The shipping industry faces a challenging time going forward, as fears grow about the end of the commodity super-cycle due to a slowdown in global growth in general, and China’s in particular, says Debtwire Analytics.
The firm reports that substantial overcapacity in some sectors, especially dry bulk, combined with intense competition, has put pressure on freight rates and forced companies to reassess their operating models and cost structures.
With many companies highly leveraged as a result of taking on excessive debt over the previous years, their capacity to service debt in the face of adverse market conditions will come under increased scrutiny.
In its newly-published report on the industry, Debtwire highlights several other current trends likely to shape the years ahead.
- Tankers outperform the rest of the industry, as low oil prices contribute to inventory build-ups in importing countries. This outperformance is expected to continue.
- Operational alliances are likely to lead efficiency improvements in the container segment, meaning companies without comparable economies of scale are likely to suffer.

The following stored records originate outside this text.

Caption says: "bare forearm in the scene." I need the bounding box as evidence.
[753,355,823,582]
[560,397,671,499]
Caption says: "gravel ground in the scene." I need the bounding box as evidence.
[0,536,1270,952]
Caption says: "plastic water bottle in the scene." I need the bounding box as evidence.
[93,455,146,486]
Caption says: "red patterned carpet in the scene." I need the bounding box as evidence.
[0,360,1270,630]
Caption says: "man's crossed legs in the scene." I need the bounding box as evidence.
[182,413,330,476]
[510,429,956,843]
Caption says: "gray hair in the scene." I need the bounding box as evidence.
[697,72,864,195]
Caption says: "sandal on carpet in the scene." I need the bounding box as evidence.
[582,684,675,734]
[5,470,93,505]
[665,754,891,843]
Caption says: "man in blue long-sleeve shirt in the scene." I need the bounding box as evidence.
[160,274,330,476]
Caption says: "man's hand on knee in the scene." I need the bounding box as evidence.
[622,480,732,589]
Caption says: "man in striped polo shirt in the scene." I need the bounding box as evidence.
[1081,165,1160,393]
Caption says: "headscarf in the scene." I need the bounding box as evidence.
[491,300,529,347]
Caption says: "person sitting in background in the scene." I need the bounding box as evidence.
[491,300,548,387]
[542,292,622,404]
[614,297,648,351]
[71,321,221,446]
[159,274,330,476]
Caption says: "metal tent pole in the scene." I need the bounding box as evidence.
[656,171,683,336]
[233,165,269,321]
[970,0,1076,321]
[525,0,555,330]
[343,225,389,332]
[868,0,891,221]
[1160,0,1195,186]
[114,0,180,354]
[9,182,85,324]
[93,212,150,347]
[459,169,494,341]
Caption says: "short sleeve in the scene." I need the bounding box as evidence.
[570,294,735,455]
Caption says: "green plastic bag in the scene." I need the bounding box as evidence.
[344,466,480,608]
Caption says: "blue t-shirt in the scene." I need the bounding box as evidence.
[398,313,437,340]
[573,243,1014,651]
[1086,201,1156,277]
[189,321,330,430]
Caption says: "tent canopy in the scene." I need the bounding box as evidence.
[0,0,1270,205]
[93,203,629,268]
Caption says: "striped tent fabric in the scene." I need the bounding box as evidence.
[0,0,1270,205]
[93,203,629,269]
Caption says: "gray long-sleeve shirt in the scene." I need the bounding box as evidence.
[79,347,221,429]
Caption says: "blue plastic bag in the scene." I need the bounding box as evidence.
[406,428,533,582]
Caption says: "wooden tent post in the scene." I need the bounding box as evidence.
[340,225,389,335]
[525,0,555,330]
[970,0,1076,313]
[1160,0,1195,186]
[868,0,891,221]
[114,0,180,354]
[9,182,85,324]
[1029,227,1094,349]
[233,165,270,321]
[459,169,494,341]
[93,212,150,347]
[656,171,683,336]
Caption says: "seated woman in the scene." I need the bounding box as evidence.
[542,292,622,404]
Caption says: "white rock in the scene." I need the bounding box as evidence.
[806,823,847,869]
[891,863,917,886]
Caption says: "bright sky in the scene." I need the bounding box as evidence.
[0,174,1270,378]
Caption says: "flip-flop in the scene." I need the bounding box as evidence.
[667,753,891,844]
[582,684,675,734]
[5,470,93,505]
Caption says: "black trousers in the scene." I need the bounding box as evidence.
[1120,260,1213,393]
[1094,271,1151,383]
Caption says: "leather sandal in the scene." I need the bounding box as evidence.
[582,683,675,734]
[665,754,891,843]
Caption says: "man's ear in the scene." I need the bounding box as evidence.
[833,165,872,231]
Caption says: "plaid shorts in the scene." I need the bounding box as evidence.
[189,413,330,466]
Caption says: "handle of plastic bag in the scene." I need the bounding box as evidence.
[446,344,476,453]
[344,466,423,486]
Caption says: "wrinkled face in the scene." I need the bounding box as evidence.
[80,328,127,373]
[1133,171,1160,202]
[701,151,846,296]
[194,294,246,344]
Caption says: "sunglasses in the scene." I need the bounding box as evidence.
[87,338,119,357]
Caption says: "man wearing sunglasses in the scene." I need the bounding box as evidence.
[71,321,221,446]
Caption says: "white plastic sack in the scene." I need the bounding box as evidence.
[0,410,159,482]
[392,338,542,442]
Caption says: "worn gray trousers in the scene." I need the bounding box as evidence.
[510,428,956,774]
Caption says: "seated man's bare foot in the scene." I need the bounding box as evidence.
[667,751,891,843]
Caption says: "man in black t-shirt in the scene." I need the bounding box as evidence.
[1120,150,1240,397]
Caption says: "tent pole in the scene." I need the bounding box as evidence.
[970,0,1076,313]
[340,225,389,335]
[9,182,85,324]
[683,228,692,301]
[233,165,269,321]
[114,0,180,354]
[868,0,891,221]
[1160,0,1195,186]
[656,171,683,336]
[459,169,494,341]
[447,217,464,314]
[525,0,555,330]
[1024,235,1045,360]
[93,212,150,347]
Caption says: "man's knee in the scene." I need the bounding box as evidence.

- Dry bulk is going through one of the worst downturns in history, due to huge overcapacity and slowing demand growth for commodities. Companies with liquidity or conservative balance sheets may be able to take advantage.
- The industry’s liquefied natural gas (LNG) segment is under pressure, as demand disappoints and the tanker fleet continues to grow.
- LPG rates surge to record highs on almost full utilisation, although the large order book spells trouble ahead.